While the Steelers would not convert this third down opportunity, this was a great example of Gilbert's strength against Miller. Miller's power comes from how explosive he is off the ball and his quick acceleration in tight spaces. Give him more space to work with and he is usually even more dangerous. But here we see him with a good distance of a few yards to accelerate into Gilbert who has to be stationary to maintain Roethlisberger's pocket. Gilbert absorbs Miller's bull rush and stones his momentum, ultimately forcing the Bronco to throw his hands in the air as a last ditch effort to disrupt Roethlisberger.

Again, watch Gilbert's feet. He keeps them chopping the whole play and never allows himself to break the wide stance necessary from this position. His position is perfect and his strength and size make it impossible for Miller's bull rush to get to Roethlisberger on this play.

Playoffs, First Quarter, Third Down:

Part of what makes Miller so great is that he has multiple moves in his arsenal. One move which the Carolina Panthers saw too much of in the Super Bowl was his insanely quick spin move. Miller's spin move is exactly the technique you want from an outside linebacker; make the tackle respect your speed rush on the outside and force him to step to the outside, away from his guard, and open up a lane in the B gap which your spin move can get you into by accelerating past the tackle's face and not giving a square target for his hands to attack and stop your momentum.
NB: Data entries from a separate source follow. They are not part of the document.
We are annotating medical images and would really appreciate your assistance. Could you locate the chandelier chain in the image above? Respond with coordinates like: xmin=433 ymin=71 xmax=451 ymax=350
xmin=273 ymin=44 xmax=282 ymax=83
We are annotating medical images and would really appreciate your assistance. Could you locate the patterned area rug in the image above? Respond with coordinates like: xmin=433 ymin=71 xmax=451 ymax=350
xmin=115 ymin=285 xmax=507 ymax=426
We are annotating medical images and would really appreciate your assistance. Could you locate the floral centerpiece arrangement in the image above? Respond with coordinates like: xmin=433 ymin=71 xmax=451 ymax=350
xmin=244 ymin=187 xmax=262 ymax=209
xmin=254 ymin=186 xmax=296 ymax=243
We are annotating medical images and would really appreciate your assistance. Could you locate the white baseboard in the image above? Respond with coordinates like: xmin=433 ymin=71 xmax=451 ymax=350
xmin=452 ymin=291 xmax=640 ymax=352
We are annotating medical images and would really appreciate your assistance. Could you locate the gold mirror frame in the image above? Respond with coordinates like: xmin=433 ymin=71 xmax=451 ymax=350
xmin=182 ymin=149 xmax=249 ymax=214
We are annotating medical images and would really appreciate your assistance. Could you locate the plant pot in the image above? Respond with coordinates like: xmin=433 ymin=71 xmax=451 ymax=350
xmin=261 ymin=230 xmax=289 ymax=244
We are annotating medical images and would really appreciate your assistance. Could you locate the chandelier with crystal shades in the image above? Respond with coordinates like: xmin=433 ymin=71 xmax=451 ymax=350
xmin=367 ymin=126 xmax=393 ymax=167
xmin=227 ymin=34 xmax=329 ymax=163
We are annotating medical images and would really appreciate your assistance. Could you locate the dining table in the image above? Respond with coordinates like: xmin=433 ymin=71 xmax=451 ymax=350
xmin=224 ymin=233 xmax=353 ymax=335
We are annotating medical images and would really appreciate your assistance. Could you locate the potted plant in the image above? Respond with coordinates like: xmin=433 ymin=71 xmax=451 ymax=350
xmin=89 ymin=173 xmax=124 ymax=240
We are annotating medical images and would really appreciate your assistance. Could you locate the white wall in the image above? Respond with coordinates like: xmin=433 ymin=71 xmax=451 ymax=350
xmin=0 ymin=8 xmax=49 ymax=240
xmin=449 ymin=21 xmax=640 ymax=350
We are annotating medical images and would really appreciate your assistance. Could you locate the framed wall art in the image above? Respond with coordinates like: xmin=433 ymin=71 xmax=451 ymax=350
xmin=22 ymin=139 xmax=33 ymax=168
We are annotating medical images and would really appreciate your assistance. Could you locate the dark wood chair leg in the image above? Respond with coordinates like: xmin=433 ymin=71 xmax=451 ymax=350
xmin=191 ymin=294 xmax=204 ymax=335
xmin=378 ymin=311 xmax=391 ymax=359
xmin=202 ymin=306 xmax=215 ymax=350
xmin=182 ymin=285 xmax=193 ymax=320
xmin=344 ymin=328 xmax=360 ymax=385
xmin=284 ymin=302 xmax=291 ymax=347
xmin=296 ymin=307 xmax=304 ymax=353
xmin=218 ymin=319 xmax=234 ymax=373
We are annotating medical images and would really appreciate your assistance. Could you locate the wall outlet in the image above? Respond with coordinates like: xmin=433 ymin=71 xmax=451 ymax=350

Miller used this move on this play and his setup was almost perfect, but Gilbert still stones him on this play. Gilbert keeps his feet moving the entire time and uses his hands to force Miller's spin move right into David DeCastro which stops his momentum and protects Roethlisberger for a clean throw. He even manages to get a hand on another pass rusher who tries to work around Miller's spin move in order to ensure Roethlisberger a clear space to launch the ball.


While we were impressed by the Steelers' offensive line in both games, Miller's performance in the two weeks which followed his matchup with the Steelers in the playoffs makes these performances all the more impressive.

Gilbert would only give up one sack during the regular season, but was left off of the NFL Pro Bowl list as well as the AP All-Pro team. Von Miller's excellent play in the playoffs, outside of when he played Pittsburgh, should draw some attention to Gilbert when analysts begin to look at Pittsburgh's offensive line for next season. Gilbert was able to be dominant in all but so few occasions this season that his big mistakes can literally be counted on one hand. He certainly deserves the nod as the AFC North's best offensive tackle over Andrew Whitworth; a player whom was utterly destroyed by a 38-year old James Harrison on multiple plays this season.

Gilbert's performance topped off an offseason in which he dedicated himself to get in great shape for an offensive lineman that has to weigh over 300 lbs., as he took on yoga and other practices to make sure his body was ready for the 2015 NFL season. The results are there for all of us to watch and enjoy, and for Roethlisberger to breathe a sigh of relief that Gilbert has the right side locked down.

Gilbert has the team's ninth highest cap number at $6,641,000 for the 2016 NFL season. He is signed into contract with Pittsburgh for the next four seasons (until 2019) with the highest cap number he will take up on the roster being $6,651,000 in 2018. By the time his contract ends, Gilbert will be 31 years old and probably be looking for a solid three-to-four year contract, at most, to end his NFL career. His deal is the definition of team friendly to a team such as Pittsburgh, which has younger superstars and rising players such as Le'Veon Bell, David DeCastro, Martavis Bryant, Kelvin Beachum, Ryan Shazier, Stephon Tuitt and even Antonio Brown that are not signed past 2017.

Mike Tomlin and Kevin Colbert got it right when they picked Gilbert, and got it right a second time when they locked him into a six year contract that left the team a lot of cap space to devote to other areas of the team.